I got up this morning to study and she just texted me all this morning, upset about how upset she was last night in the library and after, and being really down on herself ("I'm 24 and can't be alone, what's wrong with me, why am I like this?"). She blew off her exercise class and has a thing with a friend today, but she says she wants to skip it basically because she's sad and awful and no one wants to be around her and she'll just ruin it. I told her that I love her and to let me know if I can do anything to help, but that I might not be texting back much for a few hours because I'm studying. And that her friend would be disappointed if she missed it and she wants her around because she loves her, even when she's not at 100%. She just said "sorry."

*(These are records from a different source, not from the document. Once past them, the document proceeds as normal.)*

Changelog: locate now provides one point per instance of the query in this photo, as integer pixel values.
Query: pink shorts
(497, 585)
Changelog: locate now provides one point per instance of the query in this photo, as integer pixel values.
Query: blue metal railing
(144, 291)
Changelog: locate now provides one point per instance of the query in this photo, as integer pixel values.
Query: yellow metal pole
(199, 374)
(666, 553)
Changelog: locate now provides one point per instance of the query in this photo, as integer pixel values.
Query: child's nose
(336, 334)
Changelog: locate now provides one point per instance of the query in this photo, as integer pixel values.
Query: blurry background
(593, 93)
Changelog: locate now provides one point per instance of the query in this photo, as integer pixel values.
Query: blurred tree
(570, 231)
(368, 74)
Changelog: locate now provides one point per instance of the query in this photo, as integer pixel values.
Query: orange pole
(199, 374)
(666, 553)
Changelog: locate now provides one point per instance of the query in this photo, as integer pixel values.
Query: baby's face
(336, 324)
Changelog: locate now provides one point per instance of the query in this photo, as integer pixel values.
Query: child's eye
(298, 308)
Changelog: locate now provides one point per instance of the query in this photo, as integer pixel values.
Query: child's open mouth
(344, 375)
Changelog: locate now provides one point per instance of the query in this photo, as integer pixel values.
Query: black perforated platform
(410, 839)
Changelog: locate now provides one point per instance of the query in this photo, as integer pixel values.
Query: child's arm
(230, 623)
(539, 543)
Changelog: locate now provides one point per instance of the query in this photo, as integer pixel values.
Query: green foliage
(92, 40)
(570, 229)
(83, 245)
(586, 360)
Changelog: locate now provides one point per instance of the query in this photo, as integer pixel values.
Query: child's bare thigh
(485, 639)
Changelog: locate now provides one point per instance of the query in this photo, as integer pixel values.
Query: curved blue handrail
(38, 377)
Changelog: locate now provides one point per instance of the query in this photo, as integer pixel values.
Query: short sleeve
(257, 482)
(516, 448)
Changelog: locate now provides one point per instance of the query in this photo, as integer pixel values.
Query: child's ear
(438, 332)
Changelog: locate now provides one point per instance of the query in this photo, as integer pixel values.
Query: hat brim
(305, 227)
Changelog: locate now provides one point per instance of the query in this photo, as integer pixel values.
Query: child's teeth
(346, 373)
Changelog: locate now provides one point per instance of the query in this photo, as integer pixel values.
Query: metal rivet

One thing that helped me when I was depressed was learning DBT / "distress tolerance" techniques. I've mentioned it to her and she's uninterested in the resources on this that I have. She has a therapist right now but doesn't like her and I am pretty inclined to think that it's not working that well. She also has very little money and shitty insurance. We're going to start rotations in july/august and we'll be more than 8 hours apart (driving) and she won't know anyone in the area and doesn't want to spend her limited money on therapy. But I desperately need her to learn how to self soothe, at least some of the time.
Am I just an asshole? I know I can't make her want to learn to be less dependent. But is there anything I can do to encourage it? Any way I can work on setting gentle boundaries? I am trying to be fair and supportive and a good girlfriend, but I also have to pass exams and deal with my own stress and anxiety (which, by the way, are at pretty high levels right now). I can't be her therapist. And I am trying to compromise where I can on my own preferences/needs, but I don't know if that's a sustainable solution.
tl;dr: my girlfriend is going through a lot and needs help that I can't give her. It's interfering with my career. How do I set reasonable boundaries?
edit: another question - how much time together is a "normal" amount? Am I just exceptionally introverted? If so, that's something I can work on. I feel that maybe my perspective is skewed because she and I are opposite ends of the spectrum?